Un ritorno alla collegialità e, in qualche misura, alla normalità. È questo il segnale che Papa Leone XIV sembra voler lanciare con la convocazione di un concistoro straordinario per il 7 e 8 gennaio 2026, all’indomani della chiusura della Porta Santa del Giubileo della Speranza. Una scelta che segna una certa discontinuità rispetto alla prassi del pontificato precedente, quando Papa Francesco aveva istituito nel 2013 il cosiddetto “Consiglio degli otto”, un gruppo ristretto di cardinali incaricati di assistere il Pontefice nel governo della Chiesa universale.

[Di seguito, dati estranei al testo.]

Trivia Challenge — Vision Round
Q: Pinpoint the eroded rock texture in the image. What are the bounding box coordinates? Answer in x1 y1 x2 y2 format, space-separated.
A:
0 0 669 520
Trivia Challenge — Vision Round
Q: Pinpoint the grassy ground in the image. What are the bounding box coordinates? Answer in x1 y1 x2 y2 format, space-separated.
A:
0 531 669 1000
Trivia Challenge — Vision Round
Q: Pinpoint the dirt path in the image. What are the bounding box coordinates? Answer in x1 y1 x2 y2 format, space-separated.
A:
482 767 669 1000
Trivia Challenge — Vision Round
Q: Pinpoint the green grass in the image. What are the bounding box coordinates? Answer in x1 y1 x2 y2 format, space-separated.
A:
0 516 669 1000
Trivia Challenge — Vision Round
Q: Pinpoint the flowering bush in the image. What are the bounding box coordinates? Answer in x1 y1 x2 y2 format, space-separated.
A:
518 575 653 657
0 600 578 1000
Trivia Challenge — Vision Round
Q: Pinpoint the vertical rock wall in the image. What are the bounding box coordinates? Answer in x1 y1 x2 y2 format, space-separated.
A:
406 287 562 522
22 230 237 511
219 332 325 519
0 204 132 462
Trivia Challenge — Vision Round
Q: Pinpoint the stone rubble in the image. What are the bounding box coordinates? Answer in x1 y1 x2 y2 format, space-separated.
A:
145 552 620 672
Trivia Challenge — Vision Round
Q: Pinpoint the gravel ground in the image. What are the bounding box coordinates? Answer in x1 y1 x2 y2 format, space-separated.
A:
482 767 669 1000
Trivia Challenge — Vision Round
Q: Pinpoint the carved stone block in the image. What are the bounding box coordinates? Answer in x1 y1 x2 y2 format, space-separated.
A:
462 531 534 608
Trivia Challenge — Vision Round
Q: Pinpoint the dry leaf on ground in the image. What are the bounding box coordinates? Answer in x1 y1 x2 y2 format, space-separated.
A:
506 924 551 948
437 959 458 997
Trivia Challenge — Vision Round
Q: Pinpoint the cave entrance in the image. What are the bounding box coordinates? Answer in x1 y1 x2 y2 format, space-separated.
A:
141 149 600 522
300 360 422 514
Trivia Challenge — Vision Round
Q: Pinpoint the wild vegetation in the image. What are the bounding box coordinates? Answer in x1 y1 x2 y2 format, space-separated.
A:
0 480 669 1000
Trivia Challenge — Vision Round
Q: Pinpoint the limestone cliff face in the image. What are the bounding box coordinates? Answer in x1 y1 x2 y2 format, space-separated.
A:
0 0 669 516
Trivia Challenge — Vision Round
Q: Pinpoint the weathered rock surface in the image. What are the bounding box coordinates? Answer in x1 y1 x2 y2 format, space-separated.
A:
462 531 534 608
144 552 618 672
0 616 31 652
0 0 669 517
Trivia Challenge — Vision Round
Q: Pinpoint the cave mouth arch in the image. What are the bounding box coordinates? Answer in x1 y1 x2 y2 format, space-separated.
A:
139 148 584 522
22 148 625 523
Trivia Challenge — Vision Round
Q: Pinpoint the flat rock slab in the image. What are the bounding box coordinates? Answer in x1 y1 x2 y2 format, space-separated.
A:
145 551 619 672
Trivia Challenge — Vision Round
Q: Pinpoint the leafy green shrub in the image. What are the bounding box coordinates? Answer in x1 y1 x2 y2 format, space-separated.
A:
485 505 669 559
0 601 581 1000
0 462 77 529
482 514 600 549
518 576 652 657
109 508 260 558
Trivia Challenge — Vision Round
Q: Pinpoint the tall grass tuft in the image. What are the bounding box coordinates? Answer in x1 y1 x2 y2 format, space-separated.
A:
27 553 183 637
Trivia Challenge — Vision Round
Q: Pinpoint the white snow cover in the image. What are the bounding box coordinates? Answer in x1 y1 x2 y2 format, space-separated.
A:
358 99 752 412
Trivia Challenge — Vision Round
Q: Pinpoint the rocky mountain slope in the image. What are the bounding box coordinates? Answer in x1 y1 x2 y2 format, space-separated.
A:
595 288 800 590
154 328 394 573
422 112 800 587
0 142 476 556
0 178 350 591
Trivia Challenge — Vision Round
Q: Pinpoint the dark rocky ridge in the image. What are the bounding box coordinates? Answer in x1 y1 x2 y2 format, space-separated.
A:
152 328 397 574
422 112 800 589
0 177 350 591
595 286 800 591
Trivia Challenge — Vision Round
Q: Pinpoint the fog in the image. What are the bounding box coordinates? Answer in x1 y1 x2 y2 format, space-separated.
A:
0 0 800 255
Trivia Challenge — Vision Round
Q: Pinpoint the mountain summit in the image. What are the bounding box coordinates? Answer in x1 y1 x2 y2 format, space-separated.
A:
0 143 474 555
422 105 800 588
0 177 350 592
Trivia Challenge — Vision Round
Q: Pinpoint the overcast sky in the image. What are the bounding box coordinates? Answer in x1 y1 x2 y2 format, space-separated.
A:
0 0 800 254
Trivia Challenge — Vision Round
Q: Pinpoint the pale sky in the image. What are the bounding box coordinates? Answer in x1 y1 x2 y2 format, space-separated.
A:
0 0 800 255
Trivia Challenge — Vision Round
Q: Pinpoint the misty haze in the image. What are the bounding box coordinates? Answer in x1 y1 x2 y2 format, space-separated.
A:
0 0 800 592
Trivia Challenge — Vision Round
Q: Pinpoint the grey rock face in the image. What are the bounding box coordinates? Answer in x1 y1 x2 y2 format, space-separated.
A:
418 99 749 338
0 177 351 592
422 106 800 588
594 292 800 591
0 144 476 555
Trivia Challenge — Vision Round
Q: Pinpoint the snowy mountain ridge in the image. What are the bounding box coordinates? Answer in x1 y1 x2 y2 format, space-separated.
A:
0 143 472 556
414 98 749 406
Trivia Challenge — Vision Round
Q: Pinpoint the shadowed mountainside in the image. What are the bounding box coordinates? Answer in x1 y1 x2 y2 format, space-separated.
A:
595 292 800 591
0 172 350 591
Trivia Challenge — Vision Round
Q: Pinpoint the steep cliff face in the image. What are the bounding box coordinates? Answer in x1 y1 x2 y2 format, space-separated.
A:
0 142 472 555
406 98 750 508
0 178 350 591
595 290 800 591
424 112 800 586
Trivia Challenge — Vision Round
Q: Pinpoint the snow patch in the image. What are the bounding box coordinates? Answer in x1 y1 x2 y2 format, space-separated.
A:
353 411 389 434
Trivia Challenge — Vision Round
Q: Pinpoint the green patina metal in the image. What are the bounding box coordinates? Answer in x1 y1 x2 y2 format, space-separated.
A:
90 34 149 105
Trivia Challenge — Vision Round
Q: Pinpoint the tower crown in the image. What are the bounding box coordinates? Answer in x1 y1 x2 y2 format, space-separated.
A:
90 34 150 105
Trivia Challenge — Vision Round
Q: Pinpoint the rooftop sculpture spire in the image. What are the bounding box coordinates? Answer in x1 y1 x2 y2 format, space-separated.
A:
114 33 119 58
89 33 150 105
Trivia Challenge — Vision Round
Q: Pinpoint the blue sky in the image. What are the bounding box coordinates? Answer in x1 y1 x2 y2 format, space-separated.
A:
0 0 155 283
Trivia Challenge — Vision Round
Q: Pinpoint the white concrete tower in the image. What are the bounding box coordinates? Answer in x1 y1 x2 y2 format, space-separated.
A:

All’epoca, Jorge Mario Bergoglio aveva voluto imprimere una svolta decisa alla macchina curiale, ancora strutturata secondo l’impianto centralizzatore voluto da Paolo VI. Il cuore del potere era rimasto saldamente ancorato alla Segreteria di Stato, mentre molti dicasteri risultavano marginalizzati. Il Consiglio ristretto, nelle intenzioni di Francesco, avrebbe dovuto snellire i processi decisionali e rendere più efficiente la governance vaticana. Tuttavia, non mancarono le perplessità: diversi cardinali, soprattutto tra quelli esclusi dal nuovo assetto, lamentarono una perdita di collegialità e una marginalizzazione del Collegio cardinalizio.
Leone, pur non rinnegando l’eredità del suo predecessore, sembra voler correggere la rotta. Il suo stile, più sobrio e istituzionale, punta a ricucire il tessuto della collegialità episcopale, restituendo al Collegio cardinalizio un ruolo centrale nel discernimento e nella guida della Chiesa. La convocazione del concistoro straordinario, che non prevede la creazione di nuovi cardinali, è un chiaro invito alla corresponsabilità, alla riflessione condivisa, all’ascolto delle diverse voci che compongono la cattolicità.
Tra i temi che saranno messi sul tavolo: la riforma della Curia Romana, il ruolo del Sinodo dei Vescovi, la missione della Chiesa nei contesti secolarizzati, la valorizzazione delle Chiese locali e il rapporto tra centro e periferie. In un momento decisivo per la Chiesa, Leone sembra voler riaffermare il principio che il governo non può essere appannaggio di pochi, ma deve scaturire da un confronto ampio, franco e radicato nella tradizione.
Il concistoro, del resto, ha sempre rappresentato un momento cruciale nella vita della Chiesa. Basti ricordare che fu proprio durante un concistoro, l’11 febbraio 2013, che Benedetto XVI annunciò la sua storica rinuncia al pontificato. Oggi, a distanza di tredici anni, un altro concistoro potrebbe segnare un nuovo inizio. Non si tratta tanto di una rottura, quanto di una ricomposizione. Un gesto che, nella sua sobrietà, restituisce dignità al Collegio cardinalizio e rilancia l’idea di una Chiesa che decide insieme, cammina insieme, prega insieme.